There is automatic text encoding detection, but you can choose the encoding manually from the “File” menu. The same goes for the header row: automatic detection with a manual override. Just open your file and let CSV Converter reopen it with different settings if you have a file that is out of the ordinary.
The detected values for line endings, list separator and encoding are displayed when using “Save As”. This is also useful if you need to match a certain set of CSV parameters. Just set them to those CSV Converter found for a file whose structure needs to match that of another.
Converting files to a different text encoding this way is easy: select another encoding. The list covers common encodings by default, but you can add most encodings that have ever been in wider use via the “Customize Encodings List…” entry.
You can ask CSV Converter to open any file. It doesn’t need to have “.csv” at the end of the file name, but it should contain tabulated text. So this doesn’t mean CSV Converter can do something useful with every file, but it will try very hard.

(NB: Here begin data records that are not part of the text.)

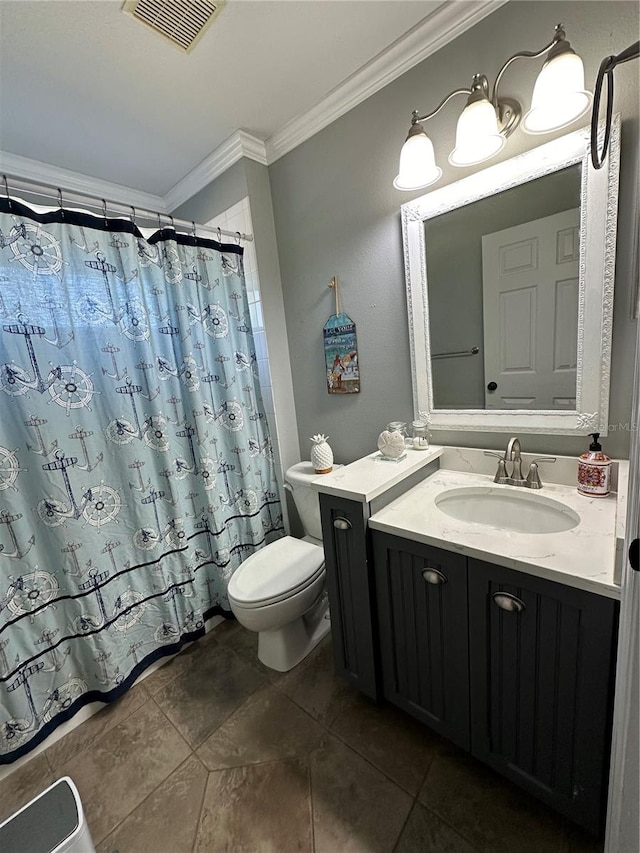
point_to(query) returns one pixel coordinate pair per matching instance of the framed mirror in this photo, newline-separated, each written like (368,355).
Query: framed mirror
(510,276)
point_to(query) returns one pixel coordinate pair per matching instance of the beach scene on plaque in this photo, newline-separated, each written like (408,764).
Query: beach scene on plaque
(341,355)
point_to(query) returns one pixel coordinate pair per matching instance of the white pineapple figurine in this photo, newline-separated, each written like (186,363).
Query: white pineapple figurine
(321,454)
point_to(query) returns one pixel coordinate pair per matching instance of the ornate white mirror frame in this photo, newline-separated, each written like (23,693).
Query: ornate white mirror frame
(598,219)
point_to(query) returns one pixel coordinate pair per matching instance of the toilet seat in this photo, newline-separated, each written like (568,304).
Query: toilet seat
(276,572)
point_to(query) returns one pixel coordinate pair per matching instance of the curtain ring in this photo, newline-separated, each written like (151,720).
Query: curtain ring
(606,70)
(6,189)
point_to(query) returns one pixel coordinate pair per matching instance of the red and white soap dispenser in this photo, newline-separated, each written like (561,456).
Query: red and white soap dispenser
(594,470)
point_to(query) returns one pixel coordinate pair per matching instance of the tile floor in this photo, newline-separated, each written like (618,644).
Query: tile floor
(214,752)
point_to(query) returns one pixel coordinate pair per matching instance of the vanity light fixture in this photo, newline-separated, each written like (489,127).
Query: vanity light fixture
(487,121)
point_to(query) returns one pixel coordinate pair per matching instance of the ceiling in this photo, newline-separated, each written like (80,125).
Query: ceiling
(86,88)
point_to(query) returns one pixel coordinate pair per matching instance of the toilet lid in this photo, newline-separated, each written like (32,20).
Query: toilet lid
(283,566)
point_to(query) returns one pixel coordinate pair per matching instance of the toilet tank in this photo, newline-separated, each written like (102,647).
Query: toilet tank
(300,477)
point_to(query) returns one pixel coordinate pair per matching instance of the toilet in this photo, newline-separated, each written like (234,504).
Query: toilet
(280,591)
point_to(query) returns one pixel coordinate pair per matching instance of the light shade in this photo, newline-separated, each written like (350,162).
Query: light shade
(417,162)
(477,134)
(559,96)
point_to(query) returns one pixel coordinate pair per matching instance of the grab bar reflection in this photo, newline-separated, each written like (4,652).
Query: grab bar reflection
(457,353)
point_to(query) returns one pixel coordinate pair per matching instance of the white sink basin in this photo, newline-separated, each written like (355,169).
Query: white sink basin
(508,509)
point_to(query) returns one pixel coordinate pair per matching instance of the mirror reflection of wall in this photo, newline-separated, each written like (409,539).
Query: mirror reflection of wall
(529,339)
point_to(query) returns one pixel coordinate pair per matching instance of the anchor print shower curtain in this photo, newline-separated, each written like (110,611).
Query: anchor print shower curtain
(136,468)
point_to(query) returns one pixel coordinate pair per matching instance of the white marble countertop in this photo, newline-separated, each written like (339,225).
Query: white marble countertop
(583,557)
(368,478)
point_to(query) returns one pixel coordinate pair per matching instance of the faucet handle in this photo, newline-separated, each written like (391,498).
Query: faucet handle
(533,477)
(501,473)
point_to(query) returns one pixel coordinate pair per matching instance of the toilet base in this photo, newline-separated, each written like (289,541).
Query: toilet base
(284,648)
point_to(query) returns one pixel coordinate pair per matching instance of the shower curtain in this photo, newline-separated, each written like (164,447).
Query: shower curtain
(136,467)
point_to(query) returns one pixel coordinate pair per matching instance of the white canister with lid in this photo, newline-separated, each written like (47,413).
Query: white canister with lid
(420,435)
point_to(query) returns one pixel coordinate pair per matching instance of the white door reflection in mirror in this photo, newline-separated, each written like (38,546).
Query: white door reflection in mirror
(443,229)
(530,313)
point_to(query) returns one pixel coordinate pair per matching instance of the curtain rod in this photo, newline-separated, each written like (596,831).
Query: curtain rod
(103,205)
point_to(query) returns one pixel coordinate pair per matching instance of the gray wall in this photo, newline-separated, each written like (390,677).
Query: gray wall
(336,213)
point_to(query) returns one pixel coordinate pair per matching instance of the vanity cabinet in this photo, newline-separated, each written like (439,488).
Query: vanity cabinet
(516,669)
(421,596)
(350,587)
(542,668)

You can edit the contents of cells, add & delete rows and columns, reorder the columns (all with full undo and redo). Column headers can be edited via their contextual menu.
To reorder the columns, drag the column headers into the new order and save (assuming “Store Columns in New Order” is enabled). Clicking will sort the column. Clicking-and-holding will allow you to move them.
There is a “Convert” entry in the “Table” menu. This allows converting “Decimal Point to Comma” and “Decimal Comma to Point”.
This is particularly useful whenever you want to continue working with the data in a version of Apple Numbers that is set up for an area of the world that uses the decimal comma, but your data uses points (or vice versa).
The decimal separator conversion feature is designed to only change cells that start with a (negative or positive) decimal number. They may have other text following them, like a currency symbol or a measurement unit. Thousands-separators are handled as well. So your dates that are separated by periods or slashes are safe, as is any text that may contain these characters. Only the first decimal number in a cell will be converted.